Shugendō temple in Nara Prefecture, Japan

Kinpusen-ji (金峯山寺, Kinpusen-ji) is the head temple of a branch of the Shugendō religion called Kinpusen-Shugendō in Yoshino district, Nara Prefecture, Japan. According to tradition, it was founded by En no Gyōja, who propagated a form of mountain asceticism drawing from Shinto, Taoism and Buddhist beliefs.

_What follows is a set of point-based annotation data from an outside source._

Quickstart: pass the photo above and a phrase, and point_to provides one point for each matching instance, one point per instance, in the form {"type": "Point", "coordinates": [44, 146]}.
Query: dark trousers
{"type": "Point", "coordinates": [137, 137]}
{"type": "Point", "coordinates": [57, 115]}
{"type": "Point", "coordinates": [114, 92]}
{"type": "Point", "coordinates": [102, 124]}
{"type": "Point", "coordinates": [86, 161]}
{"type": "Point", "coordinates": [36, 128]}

Along with Ōminesan-ji Temple, it is considered the most important temple in Shugendō.

The temple's main building, the "Zaō-Hall" (Zaōdō) dedicated to Zaō gongen (蔵王権現), is the second largest wooden structure in Japan after the Great Buddha Hall at Tōdai-ji in Nara. Kinpusen-ji is a junction in a series of stops on pilgrimage routes.

A Shinto shrine dedicated to Inari Ōkami is attached to the main compound. In 1963, the Temple constructed a hall named Southern Court Mystic Law Hall (Nanchō Myōhōden) to appease the soul of the four emperors of the Southern Court and others who lost their lives in many battles since the "Northern and Southern Courts period" (Nanboku-chō period, 1336–1392). The principal image is the statue of Gautama Buddha (Shaka Nyōrai).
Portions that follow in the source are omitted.